Uitdagingen, obsessies en fascinaties

16 juni 2020
Het zijn uitdagende tijden voor de wereld en dus ook voor de kunst en voor de poëzie. Debatten die zich centeren rondom kwesties als het klimaatprobleem, migratiestromen, seksueel misbruik, racisme en discriminatie op grond van gender en sekse, spelen zich af in het hart van de maatschappij, en de gewone burger neemt via sociale media actief deel aan deze debatten. De burger is met andere woorden een politieke factor geworden, de individuele stem wordt gehoord. Een begrip dat in dit verband steeds weer opduikt, is ‘identiteit’: wat is een ‘nationale’ identiteit, wat is een natie? Wie of wat ben ik, als uniek individu, wie wil ik zijn of worden en hoe vloeibaar is mijn ‘ik’? Wat is mijn overtuiging, wat is mijn geschiedenis en met welk verleden wil ik mij associëren? Veel jonge kunstenaars, theatermakers, schrijvers en dichters, die zich uiteraard niet buiten maar middenin die snel veranderende actualiteit bevinden, lijken zich op de een of andere manier expliciet met deze vragen bezig te houden.
Hoe schrijf je poëzie die niet alleen draait om vorm en om stijl, om de taal en om het ambacht, maar die ook relevant is, en allerlei urgente kwesties bij de horens vat? In het Nederlandse taalgebied kiest een toenemend aantal jonge dichters voor de persoonlijke leefwereld en de eigen blik als vertrekpunt – geen wonder dat ook in Nederland een genre als spoken word een groeiende populariteit kent. Het resultaat is een type poëzie met een sterk narratief karakter. Individuele gedichten vertellen in onderlinge samenhang een verhaal waarin het lyrische, het prozaïsche en het essayistische nadrukkelijk naast en door elkaar bestaan. In enkele gevallen worden bundels zelfs nadrukkelijk als ‘onderzoek’ gepresenteerd. Dat wil niet zeggen dat men kiest voor de autobiografische invalshoek, maar wel dat het individuele verhaal wordt verkozen boven universele, zogenaamd algemeen geldige waarheden.
Veel nieuwe poëzie lijkt doordrongen van het inzicht dat de macht en de kennis van het subject in alle opzichten beperkt is, maar dat je dat inzicht vervolgens kan problematiseren in de poëzie die je schrijft. De lezer wordt aangespoord om actief mee te denken en te kijken.

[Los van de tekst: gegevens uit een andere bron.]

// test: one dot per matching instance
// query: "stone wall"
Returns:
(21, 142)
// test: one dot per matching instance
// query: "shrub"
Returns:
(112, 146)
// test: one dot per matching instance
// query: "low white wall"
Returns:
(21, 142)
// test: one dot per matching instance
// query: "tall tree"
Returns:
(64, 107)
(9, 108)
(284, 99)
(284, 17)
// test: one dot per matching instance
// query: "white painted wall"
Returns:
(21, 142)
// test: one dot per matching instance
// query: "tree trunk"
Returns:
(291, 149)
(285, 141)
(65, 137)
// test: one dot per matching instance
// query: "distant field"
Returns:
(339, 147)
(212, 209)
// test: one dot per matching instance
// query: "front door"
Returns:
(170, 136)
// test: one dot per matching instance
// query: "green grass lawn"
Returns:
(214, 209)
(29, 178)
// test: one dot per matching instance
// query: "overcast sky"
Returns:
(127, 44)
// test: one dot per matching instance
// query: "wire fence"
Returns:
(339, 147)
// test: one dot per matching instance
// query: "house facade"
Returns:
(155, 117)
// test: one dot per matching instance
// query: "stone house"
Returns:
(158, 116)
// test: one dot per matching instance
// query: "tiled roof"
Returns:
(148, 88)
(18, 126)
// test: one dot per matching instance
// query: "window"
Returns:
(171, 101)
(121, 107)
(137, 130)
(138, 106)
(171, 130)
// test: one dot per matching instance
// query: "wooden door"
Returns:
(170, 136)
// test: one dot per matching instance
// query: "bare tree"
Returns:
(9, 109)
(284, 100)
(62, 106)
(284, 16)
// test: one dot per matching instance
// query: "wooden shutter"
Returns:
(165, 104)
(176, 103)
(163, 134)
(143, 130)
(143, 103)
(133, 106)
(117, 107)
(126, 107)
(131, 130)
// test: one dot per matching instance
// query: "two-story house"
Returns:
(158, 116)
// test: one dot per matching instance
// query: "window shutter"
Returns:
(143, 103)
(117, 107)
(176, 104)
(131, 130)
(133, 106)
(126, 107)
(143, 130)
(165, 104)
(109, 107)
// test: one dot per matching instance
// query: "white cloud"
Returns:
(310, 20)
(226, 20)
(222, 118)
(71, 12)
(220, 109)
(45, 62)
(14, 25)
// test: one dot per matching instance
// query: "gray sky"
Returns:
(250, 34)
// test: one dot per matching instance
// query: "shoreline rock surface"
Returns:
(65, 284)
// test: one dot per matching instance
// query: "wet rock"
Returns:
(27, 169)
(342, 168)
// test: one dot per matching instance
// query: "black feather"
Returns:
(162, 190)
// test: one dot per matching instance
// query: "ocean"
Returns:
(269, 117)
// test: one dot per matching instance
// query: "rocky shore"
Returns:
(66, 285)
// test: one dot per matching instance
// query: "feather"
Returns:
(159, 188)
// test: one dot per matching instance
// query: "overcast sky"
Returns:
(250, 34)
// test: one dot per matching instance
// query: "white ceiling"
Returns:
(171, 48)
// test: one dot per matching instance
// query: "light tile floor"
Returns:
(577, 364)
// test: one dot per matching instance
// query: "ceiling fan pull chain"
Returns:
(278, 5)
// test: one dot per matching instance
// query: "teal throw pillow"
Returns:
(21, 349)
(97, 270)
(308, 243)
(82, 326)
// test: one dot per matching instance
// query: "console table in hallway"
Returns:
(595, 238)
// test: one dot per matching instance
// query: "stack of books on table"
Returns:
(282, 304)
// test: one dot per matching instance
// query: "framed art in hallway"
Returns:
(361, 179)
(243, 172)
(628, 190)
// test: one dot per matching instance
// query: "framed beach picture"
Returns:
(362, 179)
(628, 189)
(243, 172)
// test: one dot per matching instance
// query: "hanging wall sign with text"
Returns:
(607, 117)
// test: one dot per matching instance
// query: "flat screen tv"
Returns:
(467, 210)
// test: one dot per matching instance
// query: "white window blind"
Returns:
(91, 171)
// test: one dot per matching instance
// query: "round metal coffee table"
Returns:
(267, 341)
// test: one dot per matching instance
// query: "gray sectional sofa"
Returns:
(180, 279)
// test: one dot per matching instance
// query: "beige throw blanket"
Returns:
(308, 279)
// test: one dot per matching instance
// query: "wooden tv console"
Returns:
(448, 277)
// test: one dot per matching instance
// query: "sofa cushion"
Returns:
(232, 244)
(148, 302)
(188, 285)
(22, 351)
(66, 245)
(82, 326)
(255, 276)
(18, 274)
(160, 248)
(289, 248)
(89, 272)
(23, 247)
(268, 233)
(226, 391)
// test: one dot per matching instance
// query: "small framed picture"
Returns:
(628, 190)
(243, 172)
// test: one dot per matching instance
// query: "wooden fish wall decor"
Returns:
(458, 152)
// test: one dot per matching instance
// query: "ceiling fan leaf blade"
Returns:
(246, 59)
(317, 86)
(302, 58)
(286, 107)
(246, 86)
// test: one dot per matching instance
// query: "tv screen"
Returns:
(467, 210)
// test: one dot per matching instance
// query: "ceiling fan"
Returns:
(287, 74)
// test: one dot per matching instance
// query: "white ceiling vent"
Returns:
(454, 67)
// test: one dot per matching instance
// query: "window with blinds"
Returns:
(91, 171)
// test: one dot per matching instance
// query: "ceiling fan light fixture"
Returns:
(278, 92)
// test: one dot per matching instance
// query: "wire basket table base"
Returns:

Het is een opvallende tendens in de nieuwe poëzie, maar uiteraard is dat niet het hele verhaal. De poëzie bloeit als nooit tevoren, en juist haar diversiteit laat dat zien. Toegankelijke poëzie staat naast de nog altijd bloeiende hermetische traditie, politieke en maatschappijkritische gedichten staan naast apolitiek werk. Een aantal jonge dichters schrijft ambitieuze, meanderende en woordrijke gedichten vol gevatte beelden en vergelijkingen, andere dichters zijn bedrijvig op de korte baan. De ene dichter blijft in de buurt van de spreektaal, een andere maakt de alledaagse taal opnieuw vreemd. De ene aanpak lijkt niet langer populairder, succesvoller of meer geprezen dan de ander – de tijd van duidelijk overheersende modes is, voorlopig althans, voorbij.

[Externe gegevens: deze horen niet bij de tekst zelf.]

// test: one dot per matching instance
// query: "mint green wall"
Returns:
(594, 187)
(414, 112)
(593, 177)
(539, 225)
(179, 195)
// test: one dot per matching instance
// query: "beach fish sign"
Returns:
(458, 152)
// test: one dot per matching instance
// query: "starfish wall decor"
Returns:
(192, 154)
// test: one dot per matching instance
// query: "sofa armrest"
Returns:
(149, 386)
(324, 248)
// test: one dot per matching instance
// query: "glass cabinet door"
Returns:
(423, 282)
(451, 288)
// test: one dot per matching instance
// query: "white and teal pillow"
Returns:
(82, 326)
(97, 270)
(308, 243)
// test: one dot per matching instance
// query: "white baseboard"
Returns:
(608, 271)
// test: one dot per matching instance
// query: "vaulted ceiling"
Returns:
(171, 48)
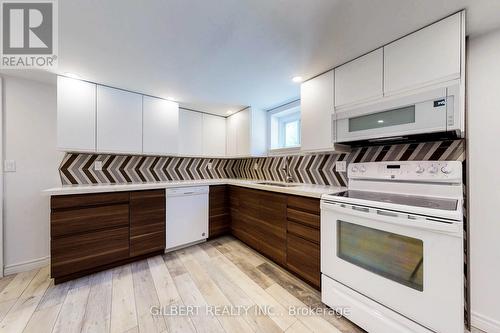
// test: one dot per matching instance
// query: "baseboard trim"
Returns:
(26, 265)
(484, 323)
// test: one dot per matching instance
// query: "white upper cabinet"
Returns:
(429, 56)
(360, 80)
(76, 115)
(316, 107)
(119, 121)
(231, 135)
(243, 134)
(190, 133)
(214, 135)
(246, 133)
(160, 126)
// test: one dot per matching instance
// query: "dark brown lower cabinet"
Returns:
(284, 228)
(219, 218)
(303, 238)
(147, 222)
(92, 232)
(258, 218)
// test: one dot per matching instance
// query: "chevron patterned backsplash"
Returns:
(78, 168)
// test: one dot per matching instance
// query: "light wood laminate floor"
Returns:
(217, 276)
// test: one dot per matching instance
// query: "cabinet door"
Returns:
(214, 135)
(190, 133)
(428, 56)
(76, 115)
(219, 218)
(316, 103)
(147, 222)
(119, 121)
(161, 126)
(359, 80)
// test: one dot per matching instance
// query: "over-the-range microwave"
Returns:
(429, 115)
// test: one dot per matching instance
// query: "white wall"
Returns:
(484, 179)
(29, 139)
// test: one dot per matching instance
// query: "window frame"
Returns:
(288, 107)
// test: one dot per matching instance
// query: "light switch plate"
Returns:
(98, 165)
(9, 166)
(341, 166)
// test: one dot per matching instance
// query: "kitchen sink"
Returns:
(279, 184)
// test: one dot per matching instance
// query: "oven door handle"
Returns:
(402, 219)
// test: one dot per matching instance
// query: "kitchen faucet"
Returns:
(286, 170)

Daarbij is de dichter al lang niet meer voornamelijk wit en man, maar al hoe meer vrouw en gekleurd, met een achtergrond die niet enkel Nederlands is. Ook dat levert nieuwe verhalen op, opwindende poëzie die op veel bijval kan rekenen.
Ja, de Nederlandse poëzie is aldoor in beweging, maar lijkt met een flink aantal nieuwe, jonge dichters ook echt een andere weg in te slaan, een weg die past bij de uitdagingen, obsessies en fascinaties van deze complexe eenentwintigste eeuw.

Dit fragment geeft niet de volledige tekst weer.